1A and B). Similar profiles were seen when PS-CpG 1826 and PO-CpG 1826 sequences were tested in free or SVP-encapsulated form. Not surprisingly, PO-CpG 1826 was a less potent inducer of TNF-a production Crizotinib research buy than PS-CpG 1826, with its SVP-encapsulated form being nearly inactive, even in the more sensitive J774 cells
(Fig. 1C and D). IL-6 production in vitro followed the same pattern as TNF-a (data not shown). However, a static in vitro system does not capture potential differences in biodistribution and pharmacokinetics of free adjuvant versus nanoparticle-encapsulated adjuvant that are expected in vivo.
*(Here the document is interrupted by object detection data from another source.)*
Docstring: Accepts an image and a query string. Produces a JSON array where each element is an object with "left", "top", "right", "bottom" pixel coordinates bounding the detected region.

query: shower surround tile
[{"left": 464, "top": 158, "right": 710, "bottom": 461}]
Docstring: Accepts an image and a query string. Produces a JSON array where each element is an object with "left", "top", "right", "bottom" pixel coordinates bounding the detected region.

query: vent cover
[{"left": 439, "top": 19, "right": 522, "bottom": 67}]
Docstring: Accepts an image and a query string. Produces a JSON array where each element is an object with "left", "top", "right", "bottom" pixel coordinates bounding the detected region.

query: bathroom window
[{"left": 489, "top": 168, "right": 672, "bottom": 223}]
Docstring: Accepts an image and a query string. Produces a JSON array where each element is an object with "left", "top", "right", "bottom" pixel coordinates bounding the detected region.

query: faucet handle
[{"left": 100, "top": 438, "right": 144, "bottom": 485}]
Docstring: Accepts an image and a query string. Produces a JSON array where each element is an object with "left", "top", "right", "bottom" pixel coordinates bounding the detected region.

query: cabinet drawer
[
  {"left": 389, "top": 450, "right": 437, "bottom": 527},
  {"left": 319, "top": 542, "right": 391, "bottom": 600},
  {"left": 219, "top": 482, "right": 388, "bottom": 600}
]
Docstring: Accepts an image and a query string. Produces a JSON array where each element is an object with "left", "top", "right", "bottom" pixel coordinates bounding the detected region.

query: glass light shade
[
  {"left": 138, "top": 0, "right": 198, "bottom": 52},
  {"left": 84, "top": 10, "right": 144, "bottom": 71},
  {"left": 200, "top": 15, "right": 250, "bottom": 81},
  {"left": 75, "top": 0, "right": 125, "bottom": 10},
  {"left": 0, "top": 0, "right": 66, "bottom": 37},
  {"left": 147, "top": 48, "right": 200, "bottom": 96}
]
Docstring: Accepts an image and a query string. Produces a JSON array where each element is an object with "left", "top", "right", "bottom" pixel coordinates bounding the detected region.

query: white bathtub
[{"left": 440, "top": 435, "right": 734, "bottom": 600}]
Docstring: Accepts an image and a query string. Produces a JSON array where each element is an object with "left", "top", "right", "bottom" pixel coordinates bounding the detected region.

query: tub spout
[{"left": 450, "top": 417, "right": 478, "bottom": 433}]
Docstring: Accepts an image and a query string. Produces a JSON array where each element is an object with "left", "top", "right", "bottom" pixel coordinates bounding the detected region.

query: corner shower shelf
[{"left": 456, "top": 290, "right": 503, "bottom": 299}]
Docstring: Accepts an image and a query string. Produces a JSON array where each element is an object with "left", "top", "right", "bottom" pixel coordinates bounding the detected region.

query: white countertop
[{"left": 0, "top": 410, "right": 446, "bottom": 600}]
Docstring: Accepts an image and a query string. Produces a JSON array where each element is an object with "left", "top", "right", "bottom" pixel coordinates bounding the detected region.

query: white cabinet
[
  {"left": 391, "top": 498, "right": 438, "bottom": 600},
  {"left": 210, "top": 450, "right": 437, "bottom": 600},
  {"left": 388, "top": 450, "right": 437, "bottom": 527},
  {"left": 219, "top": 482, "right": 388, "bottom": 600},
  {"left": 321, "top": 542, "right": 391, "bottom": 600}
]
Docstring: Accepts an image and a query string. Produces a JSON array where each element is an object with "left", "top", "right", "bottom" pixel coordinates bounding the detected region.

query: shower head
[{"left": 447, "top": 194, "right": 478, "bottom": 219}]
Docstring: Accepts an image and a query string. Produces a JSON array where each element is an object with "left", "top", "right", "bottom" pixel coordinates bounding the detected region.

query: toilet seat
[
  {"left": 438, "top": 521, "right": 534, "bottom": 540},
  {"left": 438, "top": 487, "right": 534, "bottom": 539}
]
The adjuvant activity of nanoparticle-encapsulated R848 (SVP-R848) was assessed in vivo in immunogenicity studies with a model antigen, OVA (Fig. 2). The potency of free and SVP-encapsulated R848 to induce antibodies to OVA was compared in a standard prime-boost immunization regimen. Both free and nanoparticle-encapsulated forms of OVA were tested (OVA and SVP-OVA, respectively). Additionally, R848 and OVA were either co-encapsulated in the same particle (SVP-OVA-R848) or were admixed as separate particles (SVP-R848 and SVP-OVA). When admixed with soluble OVA, SVP-R848 resulted in nearly a 10-fold increase in immunogenicity compared to free R848
after two or three injections (Fig. 2). SVP-R848 exceeded the potency of alum, an adjuvant in numerous commercially approved vaccines, by an even higher margin (antibody titer EC50 values for animals Cediranib (AZD2171) immunized with OVA in alum were below the cut-off level for the assay). Notably, the presentation of OVA by SVP also resulted in a marked increase of antibody
response (by at least 2–3 BYL719 research buy orders of magnitude) compared to free OVA with or without alum. Addition of free R848 to SVP-OVA further increased immunogenicity, especially after one or two injections, but its effect was not pronounced after the third vaccination. Free R848 was also inferior to encapsulated R848 whether it was co-encapsulated with OVA (SVP-OVA-R848) or present in a separate particle (SVP-OVA + SVP-R848). On average, co-encapsulation of OVA and R848 led to a 0.5-log increase in antibody titer compared to utilization of free R848, while admixing of SVP-OVA with SVP-R848 was more potent in antibody generation than addition of a free R848 to SVP-OVA by an order of magnitude (Fig. 2). While addition of free R848 to SVP-OVA led to a clear Th1 shift in antibody response after two injections (IgG1:IgG2c ratios of 0.28 vs. 3.13 at day 40 for SVP-OVA + R848 and SVP-OVA, correspondingly), the difference was even more pronounced if R848 was SVP-encapsulated (IgG1:IgG2c ratios of 0.08 for SVP-OVA-R848 and 0.11 for SVP-OVA + SVP-R848). Similarly, nanoparticle-encapsulated OVA and R848 induced strong local and systemic cellular immune responses (Fig. 3). Injection of nanoparticle-encapsulated R848 led to a significant influx of cells into draining lymph nodes (LN) even after a single inoculation (Fig. 3A).